Part Two of the book focuses on the United States, as its various power structures allowed anti-Semitism to rule public policymaking, despite an avowed abhorrence of Hitler’s final solution.
Part Three of the book examines the grinding down of the European Jewish population while so many of the world’s citizens either watched from afar or averted their eyes.
Part Four of the book explains the transformed state of world Jewry after World War II. Part of the transformation involved the acceptance – much too late – of the fact that Hitler’s final solution should have been alleviated by intervention from the World War II allies, especially the governments of the United States, Britain, and France.
Scholarly, with rich narrative
Although the book is built on a hypothesis and therefore is frequently theoretical, it succeeds in part because Hamerow indeed peoples it with characters, from the obvious choices of Hitler, Winston Churchill, and Franklin Delano Roosevelt to religious leaders and nearly anonymous individuals, Jewish and non-Jewish alike.
Another large part of the book’s success can be attributed to Hamerow’s writing style.
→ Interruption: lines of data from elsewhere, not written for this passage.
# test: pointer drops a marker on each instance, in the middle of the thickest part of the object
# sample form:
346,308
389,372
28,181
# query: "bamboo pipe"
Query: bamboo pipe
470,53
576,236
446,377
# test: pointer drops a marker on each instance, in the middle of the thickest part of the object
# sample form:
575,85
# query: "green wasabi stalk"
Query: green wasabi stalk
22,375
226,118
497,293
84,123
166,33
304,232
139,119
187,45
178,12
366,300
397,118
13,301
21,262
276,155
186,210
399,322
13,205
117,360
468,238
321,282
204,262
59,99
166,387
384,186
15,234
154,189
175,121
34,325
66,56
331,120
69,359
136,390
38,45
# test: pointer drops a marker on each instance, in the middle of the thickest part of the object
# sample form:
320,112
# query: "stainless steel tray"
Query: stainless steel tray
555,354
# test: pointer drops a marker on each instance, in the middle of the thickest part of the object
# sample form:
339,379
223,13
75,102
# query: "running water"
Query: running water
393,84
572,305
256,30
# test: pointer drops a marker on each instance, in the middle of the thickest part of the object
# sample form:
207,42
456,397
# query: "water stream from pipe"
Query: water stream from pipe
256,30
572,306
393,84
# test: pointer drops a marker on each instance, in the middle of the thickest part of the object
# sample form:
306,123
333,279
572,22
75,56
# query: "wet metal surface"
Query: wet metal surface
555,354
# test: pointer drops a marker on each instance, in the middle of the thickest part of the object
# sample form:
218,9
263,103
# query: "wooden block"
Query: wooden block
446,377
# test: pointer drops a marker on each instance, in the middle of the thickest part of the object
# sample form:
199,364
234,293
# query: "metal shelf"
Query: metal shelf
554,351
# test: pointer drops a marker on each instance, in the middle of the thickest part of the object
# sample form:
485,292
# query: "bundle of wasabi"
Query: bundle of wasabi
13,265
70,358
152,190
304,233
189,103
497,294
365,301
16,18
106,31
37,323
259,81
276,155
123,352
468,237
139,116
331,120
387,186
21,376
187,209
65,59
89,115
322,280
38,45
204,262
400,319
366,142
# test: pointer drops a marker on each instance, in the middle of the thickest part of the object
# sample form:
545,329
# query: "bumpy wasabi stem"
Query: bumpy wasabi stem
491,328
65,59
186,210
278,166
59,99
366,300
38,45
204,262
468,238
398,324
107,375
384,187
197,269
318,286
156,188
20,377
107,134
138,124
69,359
Unlike most academic historians, he has mastered a conversational tone that never comes across as either condescending or stuffy.
Another excellent book about Jewry might appear in the future, assessing a world that no longer feels a need to grapple with a “Jewish question.” As Hamerow notes, the conflict over the Jewish question during the 20th century led to “vain hopes and failed aspirations.”
May the history of the 21st century “have a happier ending than the old one,” he writes.